Dentre as demandas e negociações previstas, está o dever ético e humanitário de impulsionarmos a corrida global pelo carbono zero, assegurando a aprovação do artigo 6ª do Acordo de Paris e o investimento de US$ 100 bilhões anuais nos países em desenvolvimento, a fim de garantir a justiça climática e a justiça racial.
A mensagem é clara: a crise climática é também humanitária e tem impacto direto na vida das populações negras, quilombolas e dos povos indígenas.
No Brasil, 56% da população é negra, segundo dados do IBGE (2020). Negar o racismo ambiental é negar que o Estado brasileiro é racista. É negar a realidade da vida nas periferias das grandes cidades. É negar o aumento da fome. É negar a violação dos direitos constitucionais contra comunidades, territórios quilombolas e terras indígenas. É negar a história de urbanização do país e suas profundas desigualdades territoriais.

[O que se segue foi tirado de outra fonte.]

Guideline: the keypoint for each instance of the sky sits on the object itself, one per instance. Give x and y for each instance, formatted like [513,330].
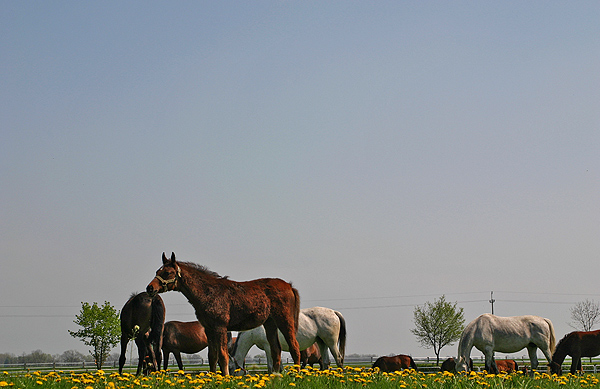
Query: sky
[378,155]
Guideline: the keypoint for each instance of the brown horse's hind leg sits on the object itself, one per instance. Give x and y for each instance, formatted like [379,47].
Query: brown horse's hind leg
[177,356]
[223,352]
[212,352]
[273,339]
[217,350]
[124,342]
[289,333]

A minha aposta é que, nesta COP26, o movimento de mudança e pressão de movimentos, antes nunca bem-vindos em espaços internacionais de negociações climáticas, irá provocar um debate contra as desigualdades sociais, mesmo que para isso seja preciso o constrangimento.

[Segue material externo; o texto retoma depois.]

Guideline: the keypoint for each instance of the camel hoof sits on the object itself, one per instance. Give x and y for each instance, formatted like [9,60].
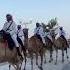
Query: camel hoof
[62,61]
[49,61]
[55,63]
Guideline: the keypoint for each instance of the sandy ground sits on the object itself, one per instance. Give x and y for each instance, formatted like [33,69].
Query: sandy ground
[47,66]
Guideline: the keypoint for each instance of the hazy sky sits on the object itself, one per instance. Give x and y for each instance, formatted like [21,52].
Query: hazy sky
[36,10]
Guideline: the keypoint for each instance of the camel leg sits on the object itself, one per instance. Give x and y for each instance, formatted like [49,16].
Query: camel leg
[41,55]
[44,58]
[9,67]
[31,56]
[36,59]
[51,59]
[62,55]
[56,55]
[25,61]
[67,54]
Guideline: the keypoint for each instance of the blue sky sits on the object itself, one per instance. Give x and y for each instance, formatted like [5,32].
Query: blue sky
[39,10]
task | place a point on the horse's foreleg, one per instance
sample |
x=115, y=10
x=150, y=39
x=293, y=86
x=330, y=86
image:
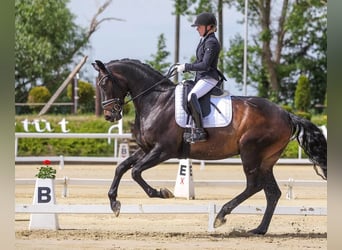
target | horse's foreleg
x=273, y=194
x=150, y=160
x=119, y=172
x=251, y=189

O movimento negro brasileiro embarca para a conferência representado por diversas organizações e também por instituições que compõem a Coalizão Negra por Direitos, assim como representante dos povos indígenas.
É preciso constranger o governo brasileiro, que nega o racismo ambiental e tem como política o desmonte e o esvaziamento da pauta ambiental no país. A política ambiental de Jair Bolsonaro é racista e covarde. É a política de moer pobres, quilombolas, indígenas e todas as populações que lutam por qualidade de vida nos seus territórios. É a política de institucionalizar a fome pelas periferias, em tom de deboche e violência.
O movimento negro e indígena estará lá para dizer “basta!” e mostrar que outro caminho é, sim, possível: pelas mãos dos povos negros, indígenas, quilombolas, pelas mãos e mentes dos grupos historicamente violados. Basta!
*Mariana Belmont é jornalista, ativista e especialista em temáticas ambientais. É membro da Rede de Jornalistas das Periferias, articuladora da Nuestra América Verde e militante da Uneafro Brasil. E coordena a área de Cidade e Clima do Instituto de Referência Negra Peregum.